Air drawn from the blind is fanned up this 33-foot PVC pipe, then releases well above sensitive whitetail noses.
“I got tired of being busted by the wind and or freezing every morning,” says Bob Barton, of Vernal, Utah.
For anyone who hunts whitetail, it’s a common complaint. But Barton took matters into his own hands. “I went down to my [Texas] deer lease and set up a new blind,” he says.
The 6x6x6-foot blind, which sits on 10-foot poles off the ground, is made mostly of 3/8-inch plywood, preserved with porch paint. Shelves and carpeting provide convenience and comfort inside. The entrance is a trap door.
Barton gets an excellent vantage through the blind’s four hinged 12-inch-wide, 16-inch-high main windows that pop open, plus several smaller glued-in windows. “This is sufficient to allow 360-degree shooting,” he says. “I use a string and tape to tap the window open when at full draw. The windows need to be positioned low to allow downward angle shots.” The blind is roomy enough for Barton to sit on an old office chair, roll into position, and shoot comfortably.
Perhaps most ingenious are Barton’s scent control measures. “The blind is totally sealed with an air inlet, and the exhaust that goes up a 2-inch PVC pipe to 33 feet—you can see the base on top of the blind. I figure that gives me the scent control of being 33 feet up with the comfort of a box blind. The air is pushed up the pipe by a quiet battery-operated fan.”
“I took a small battery-operated camping fan, and built it into a wooden box. The fan blows into a funnel connected to the pipe. The box captures the air preventing it from escaping and being recirculated. I also like to use a cover scent, located right at the opening of the box to mask the scent going up the pipe. The air inlet for the blind is a simple 1-inch hole in the wall with a plastic baffle that lets air in, but not out.
The total height of the 2-inch PVD pipe is 33 feet. How high someone builds the pipe is determined by his creativity. A large tree can be helpful in securing the pipe. You have to allow for branches sway in strong winds.”
What does it take to build one of these blinds? “I had some scrap lumber, but still put about $200 dollars into materials. My guess is about $300 from scratch,” Barton says. “I used canned spray foam to seal all air leaks. I spent roughly 20 hours on the construction.”

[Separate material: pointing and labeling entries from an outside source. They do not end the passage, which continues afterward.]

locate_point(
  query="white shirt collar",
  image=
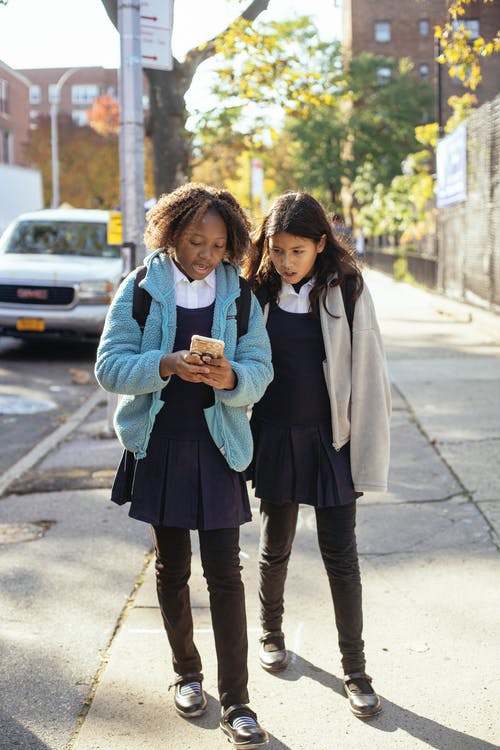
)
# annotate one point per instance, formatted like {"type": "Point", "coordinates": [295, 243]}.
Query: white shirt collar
{"type": "Point", "coordinates": [293, 301]}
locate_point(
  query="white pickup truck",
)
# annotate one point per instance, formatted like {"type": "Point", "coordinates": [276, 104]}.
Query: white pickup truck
{"type": "Point", "coordinates": [58, 274]}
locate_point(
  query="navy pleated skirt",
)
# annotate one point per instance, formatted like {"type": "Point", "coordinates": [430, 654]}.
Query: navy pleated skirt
{"type": "Point", "coordinates": [297, 463]}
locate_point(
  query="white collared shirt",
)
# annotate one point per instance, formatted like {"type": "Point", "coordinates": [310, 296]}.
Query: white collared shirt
{"type": "Point", "coordinates": [193, 294]}
{"type": "Point", "coordinates": [293, 301]}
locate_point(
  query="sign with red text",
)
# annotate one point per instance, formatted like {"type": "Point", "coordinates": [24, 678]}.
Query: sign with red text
{"type": "Point", "coordinates": [156, 34]}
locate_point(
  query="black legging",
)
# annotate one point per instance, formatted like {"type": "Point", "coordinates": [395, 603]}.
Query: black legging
{"type": "Point", "coordinates": [219, 550]}
{"type": "Point", "coordinates": [337, 542]}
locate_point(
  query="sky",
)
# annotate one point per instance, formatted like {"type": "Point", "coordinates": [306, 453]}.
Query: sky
{"type": "Point", "coordinates": [78, 33]}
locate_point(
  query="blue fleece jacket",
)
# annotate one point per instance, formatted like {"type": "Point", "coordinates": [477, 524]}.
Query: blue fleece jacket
{"type": "Point", "coordinates": [128, 361]}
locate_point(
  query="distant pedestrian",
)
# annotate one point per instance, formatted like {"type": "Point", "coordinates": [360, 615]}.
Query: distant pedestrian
{"type": "Point", "coordinates": [321, 430]}
{"type": "Point", "coordinates": [182, 421]}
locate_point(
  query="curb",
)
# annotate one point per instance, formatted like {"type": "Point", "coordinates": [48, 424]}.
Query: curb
{"type": "Point", "coordinates": [50, 442]}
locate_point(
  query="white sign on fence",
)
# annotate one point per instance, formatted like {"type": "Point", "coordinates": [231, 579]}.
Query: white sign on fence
{"type": "Point", "coordinates": [451, 167]}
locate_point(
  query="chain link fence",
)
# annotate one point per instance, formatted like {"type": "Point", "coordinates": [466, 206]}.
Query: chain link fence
{"type": "Point", "coordinates": [463, 259]}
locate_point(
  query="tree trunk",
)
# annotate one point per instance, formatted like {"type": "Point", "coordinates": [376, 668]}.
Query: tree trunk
{"type": "Point", "coordinates": [167, 116]}
{"type": "Point", "coordinates": [166, 127]}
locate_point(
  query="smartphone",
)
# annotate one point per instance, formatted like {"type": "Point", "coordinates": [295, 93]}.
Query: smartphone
{"type": "Point", "coordinates": [207, 347]}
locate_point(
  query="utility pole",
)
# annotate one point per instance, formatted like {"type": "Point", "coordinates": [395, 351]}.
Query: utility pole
{"type": "Point", "coordinates": [131, 139]}
{"type": "Point", "coordinates": [131, 126]}
{"type": "Point", "coordinates": [54, 137]}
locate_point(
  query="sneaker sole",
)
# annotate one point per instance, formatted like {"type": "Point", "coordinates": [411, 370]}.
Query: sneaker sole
{"type": "Point", "coordinates": [246, 746]}
{"type": "Point", "coordinates": [360, 715]}
{"type": "Point", "coordinates": [191, 714]}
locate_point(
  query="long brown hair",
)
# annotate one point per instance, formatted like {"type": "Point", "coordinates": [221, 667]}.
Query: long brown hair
{"type": "Point", "coordinates": [303, 216]}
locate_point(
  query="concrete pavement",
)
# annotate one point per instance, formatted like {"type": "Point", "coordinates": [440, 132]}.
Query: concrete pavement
{"type": "Point", "coordinates": [429, 551]}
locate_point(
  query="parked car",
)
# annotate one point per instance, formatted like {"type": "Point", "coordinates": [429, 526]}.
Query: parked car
{"type": "Point", "coordinates": [57, 274]}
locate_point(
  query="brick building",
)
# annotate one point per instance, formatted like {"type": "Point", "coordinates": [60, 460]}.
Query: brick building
{"type": "Point", "coordinates": [14, 115]}
{"type": "Point", "coordinates": [77, 93]}
{"type": "Point", "coordinates": [405, 28]}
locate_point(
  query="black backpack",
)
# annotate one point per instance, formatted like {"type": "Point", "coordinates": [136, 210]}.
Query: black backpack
{"type": "Point", "coordinates": [141, 303]}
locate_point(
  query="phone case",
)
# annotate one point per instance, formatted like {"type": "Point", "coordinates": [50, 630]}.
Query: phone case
{"type": "Point", "coordinates": [207, 347]}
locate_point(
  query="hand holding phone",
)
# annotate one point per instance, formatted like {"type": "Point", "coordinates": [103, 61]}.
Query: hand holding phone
{"type": "Point", "coordinates": [207, 348]}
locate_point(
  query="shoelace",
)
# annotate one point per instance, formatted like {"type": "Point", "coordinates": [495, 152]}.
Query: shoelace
{"type": "Point", "coordinates": [242, 722]}
{"type": "Point", "coordinates": [360, 686]}
{"type": "Point", "coordinates": [189, 689]}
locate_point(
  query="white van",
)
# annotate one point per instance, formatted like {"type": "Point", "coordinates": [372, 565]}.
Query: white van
{"type": "Point", "coordinates": [57, 274]}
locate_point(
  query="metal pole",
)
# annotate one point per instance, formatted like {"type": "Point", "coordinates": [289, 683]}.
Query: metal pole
{"type": "Point", "coordinates": [54, 139]}
{"type": "Point", "coordinates": [131, 125]}
{"type": "Point", "coordinates": [131, 139]}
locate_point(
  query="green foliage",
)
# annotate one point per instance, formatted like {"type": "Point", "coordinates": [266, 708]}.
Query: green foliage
{"type": "Point", "coordinates": [459, 52]}
{"type": "Point", "coordinates": [334, 118]}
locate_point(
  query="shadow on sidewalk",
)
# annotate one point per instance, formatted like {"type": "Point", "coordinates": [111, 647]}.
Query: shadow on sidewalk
{"type": "Point", "coordinates": [393, 716]}
{"type": "Point", "coordinates": [15, 734]}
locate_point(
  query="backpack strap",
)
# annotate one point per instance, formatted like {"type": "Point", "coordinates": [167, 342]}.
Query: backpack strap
{"type": "Point", "coordinates": [141, 300]}
{"type": "Point", "coordinates": [243, 304]}
{"type": "Point", "coordinates": [141, 303]}
{"type": "Point", "coordinates": [348, 288]}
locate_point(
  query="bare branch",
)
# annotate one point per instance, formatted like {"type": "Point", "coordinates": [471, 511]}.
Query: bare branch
{"type": "Point", "coordinates": [199, 54]}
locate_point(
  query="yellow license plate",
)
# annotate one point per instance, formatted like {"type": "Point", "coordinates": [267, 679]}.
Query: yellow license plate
{"type": "Point", "coordinates": [30, 324]}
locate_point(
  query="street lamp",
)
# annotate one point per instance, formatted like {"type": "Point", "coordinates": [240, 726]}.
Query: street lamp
{"type": "Point", "coordinates": [54, 106]}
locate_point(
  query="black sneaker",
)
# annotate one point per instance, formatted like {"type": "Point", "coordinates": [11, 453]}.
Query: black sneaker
{"type": "Point", "coordinates": [189, 700]}
{"type": "Point", "coordinates": [363, 700]}
{"type": "Point", "coordinates": [273, 655]}
{"type": "Point", "coordinates": [239, 724]}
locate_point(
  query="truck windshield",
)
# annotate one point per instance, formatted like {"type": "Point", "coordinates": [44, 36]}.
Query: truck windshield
{"type": "Point", "coordinates": [59, 238]}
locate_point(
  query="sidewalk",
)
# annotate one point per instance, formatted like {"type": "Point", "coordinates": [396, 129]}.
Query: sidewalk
{"type": "Point", "coordinates": [429, 551]}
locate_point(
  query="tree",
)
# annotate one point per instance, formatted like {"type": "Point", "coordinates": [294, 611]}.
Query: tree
{"type": "Point", "coordinates": [462, 57]}
{"type": "Point", "coordinates": [167, 120]}
{"type": "Point", "coordinates": [333, 116]}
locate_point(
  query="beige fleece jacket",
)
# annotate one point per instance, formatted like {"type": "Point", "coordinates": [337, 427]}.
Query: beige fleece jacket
{"type": "Point", "coordinates": [358, 386]}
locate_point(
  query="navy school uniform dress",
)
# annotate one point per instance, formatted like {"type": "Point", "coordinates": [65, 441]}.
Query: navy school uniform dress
{"type": "Point", "coordinates": [291, 424]}
{"type": "Point", "coordinates": [184, 481]}
{"type": "Point", "coordinates": [295, 463]}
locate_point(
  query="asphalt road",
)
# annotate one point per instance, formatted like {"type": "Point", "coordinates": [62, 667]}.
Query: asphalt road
{"type": "Point", "coordinates": [41, 385]}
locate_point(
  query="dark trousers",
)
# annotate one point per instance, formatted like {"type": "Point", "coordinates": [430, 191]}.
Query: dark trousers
{"type": "Point", "coordinates": [219, 551]}
{"type": "Point", "coordinates": [337, 542]}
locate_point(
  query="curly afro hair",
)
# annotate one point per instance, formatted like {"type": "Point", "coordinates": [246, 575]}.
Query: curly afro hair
{"type": "Point", "coordinates": [174, 212]}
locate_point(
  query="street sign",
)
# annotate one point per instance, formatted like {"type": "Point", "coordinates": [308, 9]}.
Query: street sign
{"type": "Point", "coordinates": [156, 34]}
{"type": "Point", "coordinates": [115, 228]}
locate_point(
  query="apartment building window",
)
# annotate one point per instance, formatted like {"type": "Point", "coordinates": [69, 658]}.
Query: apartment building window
{"type": "Point", "coordinates": [5, 151]}
{"type": "Point", "coordinates": [79, 117]}
{"type": "Point", "coordinates": [423, 27]}
{"type": "Point", "coordinates": [470, 24]}
{"type": "Point", "coordinates": [383, 76]}
{"type": "Point", "coordinates": [84, 93]}
{"type": "Point", "coordinates": [382, 31]}
{"type": "Point", "coordinates": [53, 93]}
{"type": "Point", "coordinates": [35, 94]}
{"type": "Point", "coordinates": [4, 97]}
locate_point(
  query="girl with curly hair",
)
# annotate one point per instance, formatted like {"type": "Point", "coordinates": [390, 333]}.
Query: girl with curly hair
{"type": "Point", "coordinates": [324, 420]}
{"type": "Point", "coordinates": [183, 424]}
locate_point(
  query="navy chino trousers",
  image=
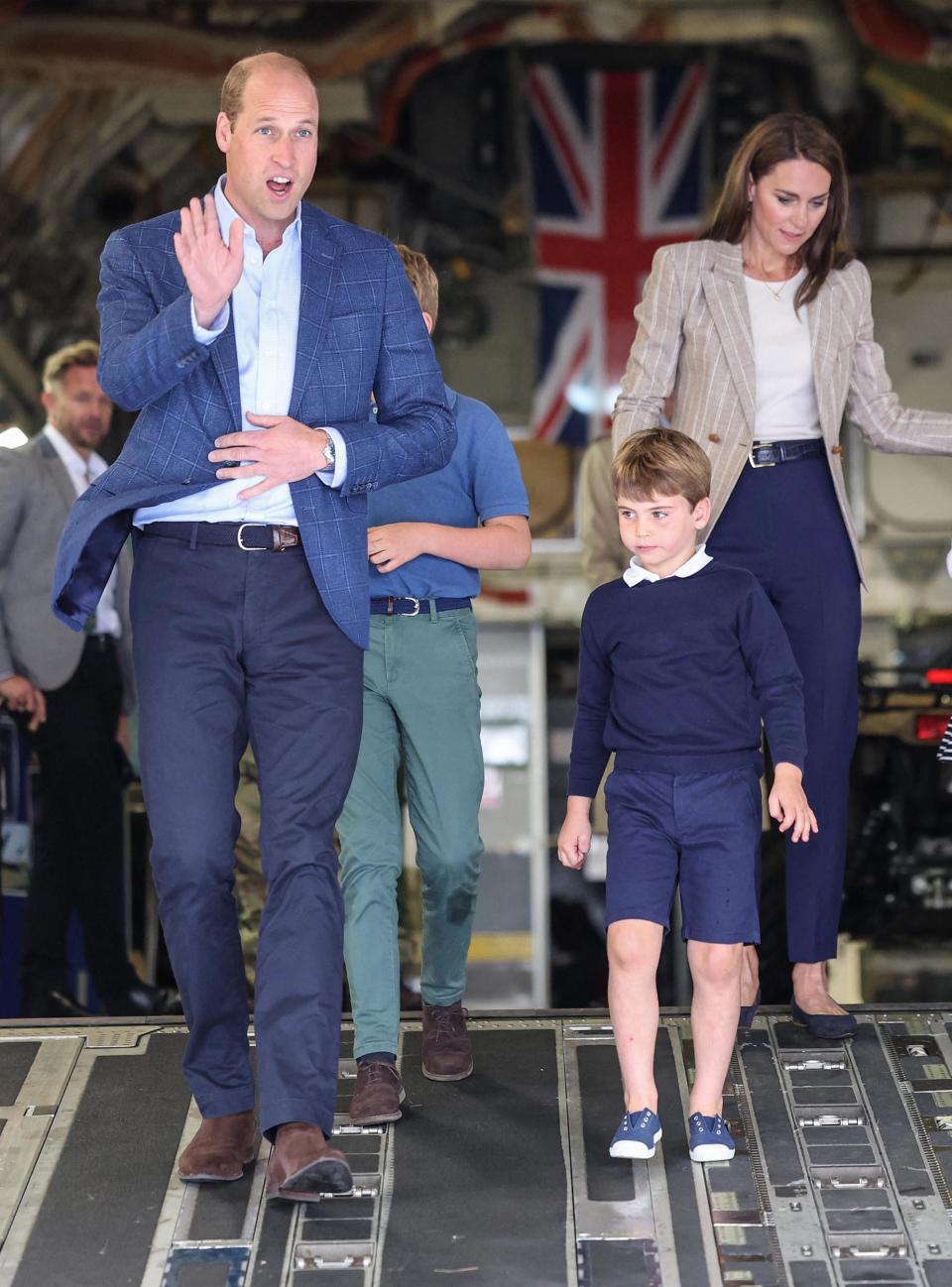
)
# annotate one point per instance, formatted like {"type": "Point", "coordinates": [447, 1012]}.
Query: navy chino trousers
{"type": "Point", "coordinates": [233, 646]}
{"type": "Point", "coordinates": [785, 526]}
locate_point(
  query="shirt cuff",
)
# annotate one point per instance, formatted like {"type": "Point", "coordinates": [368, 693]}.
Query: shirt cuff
{"type": "Point", "coordinates": [337, 476]}
{"type": "Point", "coordinates": [217, 326]}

A small battery-operated camping fan built into this wood box blows air out of the blind and up a PVC pipe, keeping human scent from building up inside the blind. A cover scent at the opening of the box masks scents going up the pipe.
The earlier a bowhunter can get this kind of blind up, the better. Barton erected this blind in March. “That should give even the most wary buck ample time to adjust to its presence. The hogs came into it the first night!”
Barton says that one of the best features of this blind is, by not getting busted, you are not educating deer. “We all know a big buck will not put up with much without leaving. I set up this blind so I can ride my mountain bike right up to the base, a quiet approach and no scent trail to and from the blind.”
Drawbacks? You may have to open windows on warmer days—Barton recommends placing the blind in a shady area—and the fact that this 350-pound blind is not easily portable. However, the advantages far outweigh the drawbacks.
“I thought something like this would be a hit in the frozen North,” he says, though he recommends that anyone in snow country add a pitch to the roof. “I have another one, and every morning last fall, does and fawns would stand 10 yards away with the wind going right at them. They never busted.”
Barton says that his blind will be a long-term hunting tool. “A very wise bowhunting magazine editor once told me, the secret to whitetail hunting is getting in and out of your stand without being busted. I can hunt this blind day after day, without wearing out my welcome. I even set up some strong cover scent, next to the fan, to cover whatever blows out the top of the pipe. Now, I truly am invisible in the woods. Watch out!”